An unusual experiment to prevent nursing home staff members and residents from infection with the coronavirus has succeeded, drugmaker Eli Lilly announced Thursday.
A drug containing monoclonal antibodies — laboratory-grown virus-fighters — prevented symptomatic infections in residents who were exposed to the virus, even the frail older people who are most vulnerable, according to preliminary results of a study conducted in partnership with the National Institutes of Health.
The researchers found an 80% reduction in infections among residents who got the drug, compared with those who got a placebo, and a 60% reduction among the staff, results that were highly statistically powerful, Eli Lilly said.
The data have not yet been peer-reviewed or published. The company expects to present the findings at a future medical meeting and to publish them in a peer-reviewed journal, but did not say when.
The study included 965 participants at nursing homes: 666 staff members and 299 residents. (The company had hoped more residents would participate, but it proved difficult to enroll them; many had dementia, and others were leery of getting an intravenous drug.)
There were four deaths from COVID-19 among study participants. All were among nursing home residents who got a placebo, not the drug.
The drug, bamlanivimab, already has an emergency use authorization from the Food and Drug Administration that allows Eli Lilly to provide it to symptomatic patients early in the course of their infection.
But this study asked if the drug could stop infections before they started. It was an unusual experiment: In trucks equipped with mobile labs, medical staff sped to nursing homes the moment a single infection was detected there. As soon as the workers arrived, they set up temporary infusion centers to administer the drug.
The research ended this weekend with an emergency meeting of the data safety and monitoring board, an independent group monitoring the incoming results.

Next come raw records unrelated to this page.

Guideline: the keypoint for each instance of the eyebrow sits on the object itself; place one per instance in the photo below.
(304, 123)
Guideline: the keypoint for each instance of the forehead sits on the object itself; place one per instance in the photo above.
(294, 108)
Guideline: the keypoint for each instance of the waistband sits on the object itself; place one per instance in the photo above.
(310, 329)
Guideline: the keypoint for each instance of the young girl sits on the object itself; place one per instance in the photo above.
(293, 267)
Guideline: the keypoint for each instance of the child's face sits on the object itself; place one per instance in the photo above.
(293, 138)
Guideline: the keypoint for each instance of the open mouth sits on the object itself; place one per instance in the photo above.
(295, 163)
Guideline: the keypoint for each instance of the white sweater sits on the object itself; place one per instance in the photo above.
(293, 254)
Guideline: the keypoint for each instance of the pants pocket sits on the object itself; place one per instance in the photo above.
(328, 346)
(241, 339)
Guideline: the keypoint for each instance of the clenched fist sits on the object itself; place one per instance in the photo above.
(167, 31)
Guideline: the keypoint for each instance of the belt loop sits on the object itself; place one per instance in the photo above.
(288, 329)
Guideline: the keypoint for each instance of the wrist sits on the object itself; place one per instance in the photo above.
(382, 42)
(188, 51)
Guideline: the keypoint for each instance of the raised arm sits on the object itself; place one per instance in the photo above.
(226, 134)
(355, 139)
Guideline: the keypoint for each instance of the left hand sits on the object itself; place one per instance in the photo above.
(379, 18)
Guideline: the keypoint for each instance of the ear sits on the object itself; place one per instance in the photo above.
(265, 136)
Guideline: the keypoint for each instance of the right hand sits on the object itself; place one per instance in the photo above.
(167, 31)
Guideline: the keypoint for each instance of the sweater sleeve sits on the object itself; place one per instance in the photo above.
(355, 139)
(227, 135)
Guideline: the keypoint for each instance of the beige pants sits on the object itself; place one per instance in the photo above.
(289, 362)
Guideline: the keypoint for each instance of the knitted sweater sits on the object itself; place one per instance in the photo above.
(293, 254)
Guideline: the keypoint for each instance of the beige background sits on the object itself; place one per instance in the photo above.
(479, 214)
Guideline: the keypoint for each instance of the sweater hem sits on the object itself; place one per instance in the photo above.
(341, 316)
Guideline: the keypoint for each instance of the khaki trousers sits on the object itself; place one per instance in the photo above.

The data were strong and convincing enough to call a halt to the placebos.
“My jaw dropped when I saw the table of outcomes,” said Dr. Myron Cohen, a professor of medicine at the University of North Carolina at Chapel Hill and a principal investigator who helped design and implement the study.
Although the study has ended, Dr. Daniel Skovronsky, Eli Lilly’s chief scientific officer, said the company would continue to rush to nursing homes in its study network when an outbreak is detected. “Everyone will get the drug,” he said.
Experts who were not part of the study were enthusiastic but emphasized that they had not yet seen complete data. “I see only positives here,” said Dr. Ofer Levy, director of the precision vaccine program at Boston Children’s Hospital. “This is a win.”
Dr. Kathleen Neuzil, director of the Center for Vaccine Development and Global Health at the University of Maryland, also was encouraged.
“The mortality effect is remarkable,” she said, adding that the drug should be used more widely to prevent and treat COVID-19, “particularly in populations such as nursing home residents, who have high mortality and may have suboptimal responses to vaccines.”
Vaccines, of course, also protect people from infection with the virus, and nursing home staff and residents were among the first group prioritized for the shots. But supplies are inadequate, and many nursing home workers, afraid of the vaccines, have declined to get them.
And following vaccination, it can take six weeks for the body to produce enough antibodies for maximum protection, said Dr. Srilatha Edupuganti, a vaccine researcher at Emory University in Atlanta and a study investigator.
The monoclonal antibody treatment, she said, can give nearly equivalent protection immediately, although it will not last as long as the protection offered by a vaccine.
Eli Lilly plans to approach the FDA about an emergency use authorization for use of the drug to prevent infections in frail older populations, especially those in nursing homes or long-term care facilities, Skovronsky said.